Agitándose un poco, sin saber por qué, Bianco les devuelve una mirada de odio e, incapaz de soportar su presencia, se da vuelta y regresa al primer patio. Por la puerta entreabierta, la franja de penumbra que viene del dormitorio le hace señales silenciosas, insistentes, y le parece percibir una atmósfera extraña, de peligro inminente, que emana del interior."

Juan José Saer
La ocasión


"Podría suponerse que lo dice complacido, pero hay más alivio que placer en su expresión. Como parece esperar grandes cosas de mi persona, el hecho de haber sido reconocido sin verse en la obligación de dar demasiados detalles sobre sí mismo debe simplificar su estrategia y facilitar las maniobras de aproximación.

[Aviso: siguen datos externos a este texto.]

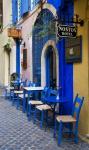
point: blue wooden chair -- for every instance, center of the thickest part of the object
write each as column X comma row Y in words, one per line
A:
column 45, row 107
column 71, row 121
column 34, row 103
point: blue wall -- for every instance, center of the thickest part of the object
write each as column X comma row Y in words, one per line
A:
column 18, row 57
column 65, row 70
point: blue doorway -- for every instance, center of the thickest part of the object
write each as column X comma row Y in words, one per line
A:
column 51, row 72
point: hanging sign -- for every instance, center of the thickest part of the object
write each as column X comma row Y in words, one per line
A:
column 66, row 31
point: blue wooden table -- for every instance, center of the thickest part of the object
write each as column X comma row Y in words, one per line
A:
column 29, row 90
column 53, row 101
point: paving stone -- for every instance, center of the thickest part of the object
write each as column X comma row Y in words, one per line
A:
column 17, row 133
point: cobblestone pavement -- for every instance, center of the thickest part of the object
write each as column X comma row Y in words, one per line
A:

Es evidente que quiere pedirme algo, y la prueba de que no va a obtener nada es que se le haya ocurrido pedírmelo precisamente a mí que hasta hace un par de meses nomás estaba hundido hasta los tobillos en el agua negra del fondo, y que todavía hoy llevo las manchas de barro reseco en las botamangas del pantalón. A menos, y los ojitos afligidos parecen confirmarlo, que el agua negra se lo esté tragando también a él, y a causa de haber visto en mi cara los rastros del hundimiento reciente –las manchas resecas de las botamangas–, haya decidido sacar partido de mi experiencia. La cosa es que nos quedamos inmóviles en la vereda desierta, en el anochecer de invierno, bajo los letreros luminosos de todos colores, mirándonos, ya sin total desconfianza de mi parte quizás –tendría que pensarlo mejor– y que me cuelguen si no empieza a abrirse paso en mí la sensación abominable de que esa cara un poco blanda que incita a la crueldad, aunque no nos parezcamos en nada, es en cierto sentido la mía que se refleja en un espejo.
[...]
Y la conversación se despliega, si podemos llamar a esto –su insistencia poco disimulada y ansiosa, la altanería paródica de que me valgo para ocultar mi indecisión– una conversación. Según Alfonso, tiene ganas de conocerme desde hace mucho y, cinco o seis años atrás, por el setenta y cuatro más o menos, cuando extendió la distribuidora al norte de la provincia y a Entre Ríos, pensó en proponerme la dirección de la nueva zona, con un porcentaje sobre las ventas, prebenda justificada, según él, por mi prestigio intelectual, del que debían emanar beneficios comerciales indiscutibles. Un nombre, dice, por caro que se lo pague, siempre reditúa. Pero las cosas se emputecieron –es la palabra que emplea–: en el setenta y cinco se descubrió que uno de los vendedores utilizaba la distribuidora como pantalla para hacer circular propaganda de una organización clandestina –Alfonso baja la voz y mira para todos lados cuando me hace estas confidencias– y en el setenta y seis el ejército secuestró a una pareja de vendedores, marido y mujer, que no tenían nada que ver con nada y que nunca más volvieron a aparecer. A él mismo lo detuvieron una semana en un regimiento, hasta que un pariente militar obtuvo que lo dejaran en libertad."